One time, when I was working in the Arctic, one of my employees got religion. While it lasted, he went about his work with an uncharacteristic zeal, singing joyfully and loudly, if off-key. One day, I actually listened to the words he was bellowing to the seemingly unimpressed seagulls and realized he was saying "rejoice-us" instead of "rejoicing": "We will come rejoice-us.. . ." I didn't bother to correct him, figuring it pointless to embarrass him over something that would be short-lived anyway. Sure enough, a few weeks later I saw him being physically thrown out of a bar. He lolled in the middle of the gravelled street for awhile, shouting drunkenly at the bouncer. The words he was using -- and pronouncing correctly -- aren't in most religious lexicons! Since then, I've often pondered the question of how deep a religious doctrine can really run if one doesn't understand the words in it. Can a person really be understanding the virgin birth, for instance, if he or she thinks the words to "Silent Night" are "Round John Virgin / limber and wild"? I have my doubts.Review of The Consecrated Cross-Eyed Bear: Stories from the Less-Solemn Side of Church Life, by Charles Allbright. Little Rock: August House Publishers, Inc., 1990. 158 pp. ISBN 0-87483-159-8 Paperback, $8.95.

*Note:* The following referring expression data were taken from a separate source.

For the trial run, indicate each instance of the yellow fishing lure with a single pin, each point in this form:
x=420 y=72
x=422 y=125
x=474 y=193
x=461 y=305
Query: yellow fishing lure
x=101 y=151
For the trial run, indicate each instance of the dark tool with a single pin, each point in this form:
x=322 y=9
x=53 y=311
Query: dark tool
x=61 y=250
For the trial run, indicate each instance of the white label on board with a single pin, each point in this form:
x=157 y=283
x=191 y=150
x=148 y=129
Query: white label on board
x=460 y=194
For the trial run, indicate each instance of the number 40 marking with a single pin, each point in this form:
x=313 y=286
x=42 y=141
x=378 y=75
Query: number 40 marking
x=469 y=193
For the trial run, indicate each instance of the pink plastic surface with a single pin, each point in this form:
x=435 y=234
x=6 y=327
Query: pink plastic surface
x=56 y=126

This book doesn't resolve my concern about that -- or about anything else I can think of right off hand -- but it sure was fun to read. It is a collection of the author, Charles Allbright's, anecdotal columns in the Arkansas Gazette. The unifying theme is "the less solemn side of religion." Many of the columns deal with the kind of linguistic humor reflected above and in the title, The Consecrated Cross-Eyed Bear. Others deal with pastoral predicaments and embarrassments, such as the preacher who locked his keys in the house then got stuck in the doggy-door as he tried to crawl through it to retrieve them (pp. 87 - 89), the visiting preacher who preached at the wrong church and did such a good job that the congregation hired him (pp. 99-101), and the like.

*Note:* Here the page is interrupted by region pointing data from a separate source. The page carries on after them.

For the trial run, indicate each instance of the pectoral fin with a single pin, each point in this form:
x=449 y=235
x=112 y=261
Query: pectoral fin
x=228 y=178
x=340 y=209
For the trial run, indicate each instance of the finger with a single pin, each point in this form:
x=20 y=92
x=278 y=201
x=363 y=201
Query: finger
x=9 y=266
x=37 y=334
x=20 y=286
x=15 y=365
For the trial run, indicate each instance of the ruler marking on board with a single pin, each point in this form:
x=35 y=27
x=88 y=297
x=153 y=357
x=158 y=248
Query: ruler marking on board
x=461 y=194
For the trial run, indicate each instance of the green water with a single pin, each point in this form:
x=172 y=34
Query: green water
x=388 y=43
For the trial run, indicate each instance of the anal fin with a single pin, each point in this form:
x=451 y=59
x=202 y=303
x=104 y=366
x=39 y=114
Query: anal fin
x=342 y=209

It's a funny book. But it lacks substance. For instance, many of the narratives might have scholarly use if more detail were given. Pages 140 - 141 provide a good example. Here, Allbright gives a recounting of the urban legend Jan Brunvand calls "The Heel in The Grate" (Curses! Broiled Again! W. W. Norton, 1989, pp. 167 - 172), but gives no indication that he is even aware that it is a legend. Or, there's the one about switching babies left asleep in wagons at a church picnic (pp. 131 - 132). I'm sure I've seen that one before, too. (Even if not the specific one, the "changeling" motif is a pretty good indicator that it probably is a legend.) Unfortunately, though, Allbright doesn't give enough other information about the supposed incidents and their sources for them to be useful to those who do recognize them as folklore.
The book is completely devoid of any scholarly apparatus -- no introductory essay, no afterword, no index, no biographical information about the author or the informants, virtually no details of who, what, when and where in the stories themselves, no way to tell what of the information is reported and what made up, not even an indication of when the columns were published.
But it's a funny book, and fun to read. The incidents he relates are so true to human nature that, if they aren't true, they could be or ought to be. I can't recommend the book for scholars, but I can and do recommend it wholeheartedly to anyone who enjoys good clean fun.